Cameroun: Quand le « Baron » du cinéma camerounais signe un roman noir : Martin Poulibé annonce « L’Empire des Ombres »
L’acteur, producteur et réalisateur Martin Poulibé, figure incontournable du septième art au Cameroun, s’apprête à surprendre son public. Son premier roman, « L’Empire des Ombres », sera bientôt disponible sur Amazon.fr. Loin des plateaux de tournage, l’artiste explore cette fois les territoires sombres de l’âme humaine à travers un récit poignant sur le pouvoir, la trahison et la rédemption.

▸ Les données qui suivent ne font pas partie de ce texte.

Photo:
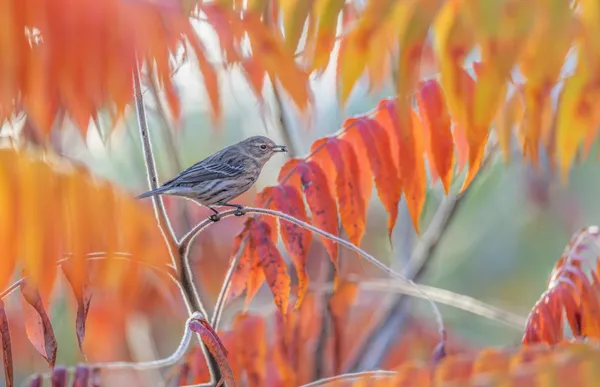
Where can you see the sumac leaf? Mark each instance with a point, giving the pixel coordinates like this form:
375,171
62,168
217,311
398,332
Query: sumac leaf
37,323
6,347
271,264
321,203
296,239
83,296
215,347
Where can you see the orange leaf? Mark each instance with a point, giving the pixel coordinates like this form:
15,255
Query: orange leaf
251,347
339,306
9,207
321,203
6,347
271,263
576,117
507,120
83,296
437,130
296,239
37,323
215,347
377,143
411,167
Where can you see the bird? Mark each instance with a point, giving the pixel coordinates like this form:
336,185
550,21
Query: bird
222,176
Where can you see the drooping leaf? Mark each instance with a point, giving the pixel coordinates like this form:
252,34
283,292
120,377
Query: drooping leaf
6,347
83,296
296,239
215,347
37,323
271,263
321,203
251,347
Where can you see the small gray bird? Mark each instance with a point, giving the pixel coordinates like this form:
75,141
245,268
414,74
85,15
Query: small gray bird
222,176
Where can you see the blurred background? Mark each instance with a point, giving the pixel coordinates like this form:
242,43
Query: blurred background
498,246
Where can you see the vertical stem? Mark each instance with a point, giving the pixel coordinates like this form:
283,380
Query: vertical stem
178,258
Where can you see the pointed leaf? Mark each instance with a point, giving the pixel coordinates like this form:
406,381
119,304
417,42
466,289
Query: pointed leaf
83,296
296,239
6,347
37,323
215,347
321,203
271,263
437,130
377,144
251,347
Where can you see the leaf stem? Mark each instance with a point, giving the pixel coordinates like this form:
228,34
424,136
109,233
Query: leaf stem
371,259
180,261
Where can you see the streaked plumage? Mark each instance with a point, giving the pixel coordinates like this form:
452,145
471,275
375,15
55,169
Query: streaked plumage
222,176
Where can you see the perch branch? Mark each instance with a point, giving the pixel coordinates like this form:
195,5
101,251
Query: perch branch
179,261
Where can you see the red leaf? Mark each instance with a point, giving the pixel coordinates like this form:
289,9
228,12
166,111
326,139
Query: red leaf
6,347
83,295
398,116
215,347
271,263
353,211
321,203
437,130
339,306
37,324
296,239
377,143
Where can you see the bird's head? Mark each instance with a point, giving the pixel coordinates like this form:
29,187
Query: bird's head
262,148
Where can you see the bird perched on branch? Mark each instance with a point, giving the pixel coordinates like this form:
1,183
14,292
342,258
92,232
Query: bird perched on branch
222,176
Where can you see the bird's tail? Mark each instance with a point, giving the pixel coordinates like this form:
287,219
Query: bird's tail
154,192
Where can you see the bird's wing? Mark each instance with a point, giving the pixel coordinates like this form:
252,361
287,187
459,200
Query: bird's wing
201,172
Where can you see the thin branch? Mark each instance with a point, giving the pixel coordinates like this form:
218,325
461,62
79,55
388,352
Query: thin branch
350,377
371,259
169,361
180,261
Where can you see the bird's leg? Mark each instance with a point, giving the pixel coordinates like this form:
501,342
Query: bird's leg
216,216
239,208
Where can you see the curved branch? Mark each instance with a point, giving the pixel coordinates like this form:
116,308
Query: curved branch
169,361
189,237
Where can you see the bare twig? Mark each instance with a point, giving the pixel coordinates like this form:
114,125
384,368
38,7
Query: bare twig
179,260
377,374
375,345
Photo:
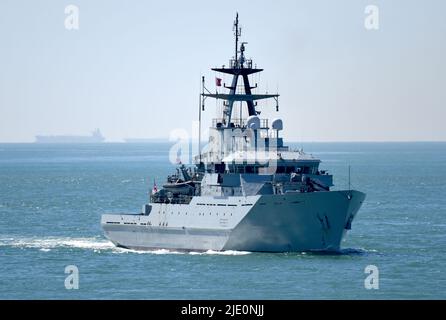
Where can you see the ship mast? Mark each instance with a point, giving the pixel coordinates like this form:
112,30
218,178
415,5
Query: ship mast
237,33
239,66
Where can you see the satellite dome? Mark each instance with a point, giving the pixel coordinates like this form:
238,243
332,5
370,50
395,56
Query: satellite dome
277,124
253,122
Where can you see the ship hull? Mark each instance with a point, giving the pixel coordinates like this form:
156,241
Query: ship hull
313,221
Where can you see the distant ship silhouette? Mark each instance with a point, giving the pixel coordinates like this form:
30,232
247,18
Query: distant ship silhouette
95,137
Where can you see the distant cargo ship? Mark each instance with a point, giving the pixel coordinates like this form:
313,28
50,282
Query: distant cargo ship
144,140
95,137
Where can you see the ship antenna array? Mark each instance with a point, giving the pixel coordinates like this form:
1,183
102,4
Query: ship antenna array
237,33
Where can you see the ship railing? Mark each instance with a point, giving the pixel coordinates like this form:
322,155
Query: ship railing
233,64
237,123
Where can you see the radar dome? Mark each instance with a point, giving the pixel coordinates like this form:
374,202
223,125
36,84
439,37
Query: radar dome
253,122
277,124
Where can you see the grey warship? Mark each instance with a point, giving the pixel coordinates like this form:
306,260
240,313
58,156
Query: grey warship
246,191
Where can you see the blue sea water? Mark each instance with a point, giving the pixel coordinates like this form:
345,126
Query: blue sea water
52,196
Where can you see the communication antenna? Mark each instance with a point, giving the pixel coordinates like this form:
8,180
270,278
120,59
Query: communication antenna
237,33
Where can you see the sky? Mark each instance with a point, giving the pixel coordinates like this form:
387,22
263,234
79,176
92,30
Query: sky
133,68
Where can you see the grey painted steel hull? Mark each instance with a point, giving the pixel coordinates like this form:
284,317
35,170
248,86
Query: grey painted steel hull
313,221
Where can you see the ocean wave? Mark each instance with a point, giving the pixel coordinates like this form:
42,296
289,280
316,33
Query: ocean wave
222,253
96,244
46,244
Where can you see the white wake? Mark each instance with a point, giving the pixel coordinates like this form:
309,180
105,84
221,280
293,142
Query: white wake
96,244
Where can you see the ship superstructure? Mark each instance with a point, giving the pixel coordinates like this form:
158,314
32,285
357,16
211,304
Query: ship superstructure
246,191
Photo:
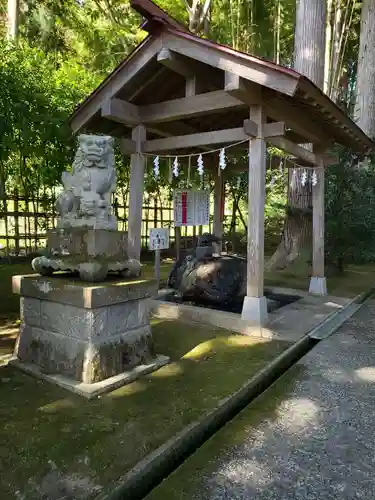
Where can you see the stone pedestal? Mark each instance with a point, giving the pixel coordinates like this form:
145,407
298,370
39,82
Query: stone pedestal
89,339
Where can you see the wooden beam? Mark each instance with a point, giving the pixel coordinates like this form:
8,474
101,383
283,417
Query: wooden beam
175,62
247,92
293,149
275,129
250,128
188,107
301,153
269,129
114,83
246,67
121,111
196,140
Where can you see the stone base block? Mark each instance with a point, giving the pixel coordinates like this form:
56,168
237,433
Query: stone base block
90,391
255,309
82,332
318,286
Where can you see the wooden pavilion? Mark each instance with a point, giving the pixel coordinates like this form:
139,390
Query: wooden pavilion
178,93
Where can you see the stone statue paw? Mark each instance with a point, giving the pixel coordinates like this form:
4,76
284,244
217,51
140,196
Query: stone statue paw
92,271
43,266
132,269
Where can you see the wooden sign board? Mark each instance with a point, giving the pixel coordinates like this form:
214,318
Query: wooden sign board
191,207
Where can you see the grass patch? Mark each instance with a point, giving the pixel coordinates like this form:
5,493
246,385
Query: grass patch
190,480
50,437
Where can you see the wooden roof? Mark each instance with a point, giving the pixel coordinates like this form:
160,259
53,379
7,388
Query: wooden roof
142,80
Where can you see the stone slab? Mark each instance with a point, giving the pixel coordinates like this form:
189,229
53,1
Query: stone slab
90,391
77,293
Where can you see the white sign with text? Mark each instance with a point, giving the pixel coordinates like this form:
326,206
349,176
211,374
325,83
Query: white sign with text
159,238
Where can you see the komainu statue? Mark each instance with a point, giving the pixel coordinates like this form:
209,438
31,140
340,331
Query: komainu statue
86,240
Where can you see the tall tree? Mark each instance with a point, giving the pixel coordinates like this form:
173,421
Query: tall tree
309,55
365,102
13,18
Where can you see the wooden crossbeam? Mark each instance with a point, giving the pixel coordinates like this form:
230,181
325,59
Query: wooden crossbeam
127,146
176,109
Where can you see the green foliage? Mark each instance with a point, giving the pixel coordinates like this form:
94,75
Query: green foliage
350,210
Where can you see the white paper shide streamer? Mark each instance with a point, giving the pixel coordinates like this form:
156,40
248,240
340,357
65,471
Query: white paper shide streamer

Un acteur camerounais à la croisée des chemins
Connu pour sa carrure imposante et sa présence magnétique à l’écran, Martin Poulibé n’en est pas à son premier coup d’essai littéraire. Auteur de bandes dessinées par le passé, il avait déjà flirté avec l’écrit, mais jamais avec une telle intensité. Aujourd’hui, avec « L’Empire des Ombres », il semble avoir trouvé une raison profonde d’écrire : raconter la chute.
Diplômé en histoire et archéologie, cet homme de spectacle a toujours eu le goût des récits. Au fil d’une carrière jalonnée de succès (notamment dans « Big Heart » ou « White Material » de Claire Denis), il a acquis une légitimité rare. Mais c’est en observateur des vices humains, en chroniqueur de son époque, que Poulibé se révèlera écrivain.
« Dans ce milieu, le pardon est perçu comme une faiblesse mortelle. La vengeance, un devoir sacré. » Extrait de « L’Empire des Ombres »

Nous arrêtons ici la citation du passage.